António José Seguro deixa ainda uma palavra a André Ventura, afirmando que todos os concorreram contra si "merecem" o seu "respeito". A partir desta noite, diz, deixam de ser adversários e têm o "dever partilhado" de lutar por um Portugal "mais justo".
"A maioria que me elegeu extingui-se esta noite", assegura.
A falar de "coração cheio de gratidão, emoção e responsabilidade", o chefe de Estado eleito lembra igualmente o caminho que percorreu até aqui. "Lembro-me do jovem que acreditou que a democracia pode mudar vidas", atira, esclarecendo que "continua a pensar igual".
"Sou um de vós. Sou um de nós. Esta vitória não é minha. É nossa. É de cada pessoa que acreditou e tem esperança num país melhor", salienta.
António José Seguro pede um país que "avança sem deixar ninguém para trás" e aceita "com grande emoção" o cargo de Presidente da República.
Volta, por isso, a referir que quer ser o Presidente de "todos, todos, todos os portugueses" - incluindo aqueles que não votaram em si.
Seguro, que saúda Marcelo e todos os Presidentes anteriores pelo trabalho desenvolvido, garante que liderará o país ao seu próprio "estilo". Reafirma agora a sua "lealdade à Constituição", apontando que a sua "liberdade" é a "garantia" da sua "independência".
"Vou tratar todos os partidos por igual", garante, completando ainda que promeverá "relações profícuas" no Parlamento.
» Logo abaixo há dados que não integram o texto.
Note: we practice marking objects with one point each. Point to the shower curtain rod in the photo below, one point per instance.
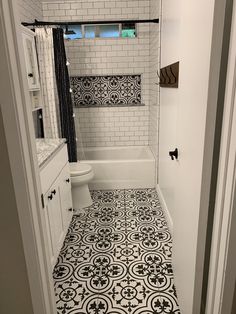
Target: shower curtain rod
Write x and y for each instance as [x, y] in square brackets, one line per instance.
[45, 23]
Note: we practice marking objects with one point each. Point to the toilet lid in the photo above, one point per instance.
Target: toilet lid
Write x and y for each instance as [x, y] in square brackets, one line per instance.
[78, 169]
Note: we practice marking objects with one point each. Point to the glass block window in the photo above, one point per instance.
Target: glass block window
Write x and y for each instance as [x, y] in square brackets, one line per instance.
[124, 30]
[128, 30]
[74, 32]
[90, 31]
[109, 31]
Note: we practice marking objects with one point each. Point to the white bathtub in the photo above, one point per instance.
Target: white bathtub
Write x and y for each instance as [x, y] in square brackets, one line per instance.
[128, 167]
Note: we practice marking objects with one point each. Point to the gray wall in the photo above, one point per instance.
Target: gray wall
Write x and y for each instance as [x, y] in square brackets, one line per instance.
[14, 286]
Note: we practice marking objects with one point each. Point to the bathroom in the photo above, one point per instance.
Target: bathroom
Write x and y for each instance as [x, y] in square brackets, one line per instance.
[111, 231]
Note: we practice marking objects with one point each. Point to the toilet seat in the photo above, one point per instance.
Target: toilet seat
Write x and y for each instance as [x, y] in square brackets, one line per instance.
[79, 169]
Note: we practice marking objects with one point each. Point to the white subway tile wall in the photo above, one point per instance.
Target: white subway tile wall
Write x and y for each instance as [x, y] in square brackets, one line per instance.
[29, 10]
[109, 126]
[154, 89]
Apesar de "não ser oposição", avisa que será "exigência".
Tal como Luís Montenegro, destaca a abertura de um "novo ciclo" de três anos sem eleições nacionais. "Não há desculpas. Portugal tem uma oportunidade única para que os partidos, o Parlamento e o Governo encontrem soluções duradouras para resolver os grandes problemas que enfrentamos", atira.
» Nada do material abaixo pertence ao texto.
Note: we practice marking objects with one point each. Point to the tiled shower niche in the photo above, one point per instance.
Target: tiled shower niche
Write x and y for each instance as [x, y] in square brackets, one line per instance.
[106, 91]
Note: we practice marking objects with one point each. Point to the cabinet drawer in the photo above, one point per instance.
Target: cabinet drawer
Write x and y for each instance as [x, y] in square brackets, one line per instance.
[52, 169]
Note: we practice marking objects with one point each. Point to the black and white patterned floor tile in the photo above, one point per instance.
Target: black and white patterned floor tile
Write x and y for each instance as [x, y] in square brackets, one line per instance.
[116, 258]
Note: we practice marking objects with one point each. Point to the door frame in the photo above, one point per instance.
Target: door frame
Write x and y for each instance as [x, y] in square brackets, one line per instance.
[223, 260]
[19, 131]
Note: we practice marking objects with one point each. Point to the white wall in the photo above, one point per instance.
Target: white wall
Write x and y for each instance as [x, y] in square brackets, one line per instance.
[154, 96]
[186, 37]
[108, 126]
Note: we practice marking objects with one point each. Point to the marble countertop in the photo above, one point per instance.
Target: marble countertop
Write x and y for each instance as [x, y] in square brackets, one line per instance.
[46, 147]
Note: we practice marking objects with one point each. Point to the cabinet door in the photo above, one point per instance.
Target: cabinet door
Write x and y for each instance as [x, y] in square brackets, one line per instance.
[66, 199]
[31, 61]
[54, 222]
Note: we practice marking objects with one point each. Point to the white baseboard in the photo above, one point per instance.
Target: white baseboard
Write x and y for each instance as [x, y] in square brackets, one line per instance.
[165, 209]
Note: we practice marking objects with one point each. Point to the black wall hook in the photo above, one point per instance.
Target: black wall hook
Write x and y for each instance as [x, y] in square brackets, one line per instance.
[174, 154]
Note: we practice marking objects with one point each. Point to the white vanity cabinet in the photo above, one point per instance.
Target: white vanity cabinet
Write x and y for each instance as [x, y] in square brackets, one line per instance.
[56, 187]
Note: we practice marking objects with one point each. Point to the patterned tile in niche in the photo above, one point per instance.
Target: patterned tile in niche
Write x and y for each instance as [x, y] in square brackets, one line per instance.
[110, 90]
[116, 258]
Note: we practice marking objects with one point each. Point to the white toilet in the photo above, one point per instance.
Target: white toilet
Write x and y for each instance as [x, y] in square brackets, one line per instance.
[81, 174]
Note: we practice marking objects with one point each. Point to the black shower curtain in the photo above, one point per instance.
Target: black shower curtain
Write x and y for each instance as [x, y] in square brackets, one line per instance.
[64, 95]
Como exemplo das adversidades mencionadas, refere desde logo a urgência de planear a resposta do Estado a catástrofes naturais. "Não há tempo a perder", refere.
"Serei o impulsionador dessa mudança. (...) Comigo, não ficará tudo na mesma. Estarei vigilante", assevera, completando que, em Belém, "os interesses ficam à porta".
A sua palavra, diz, "terá peso e consequência". E expressa a sua crença na capacidade de reconstruir o país.
"Somos maiores do que qualquer crise. O futuro não se espera. Faz-se. Portugal tem todas as condições para ser melhor", vinca.
Termina o discurso ressalvando que a sua lealdade, em primeiro lugar, "está com os portugueses e as portuguesas", sendo este o "norte" da sua ação.
Questionado pelos jornalistas sobre que tipo de Presidente vai ser no que diz respeito à relação com o Governo, António José Seguro garante que "será leal" e promotor de uma "relação institucional profícua". Destaca que, até 9 de março, será "respeitador" das decisões de Marcelo Rebelo de Sousa.
Quanto à duração da legislatura, garante que não será por si "que ela será interrompida".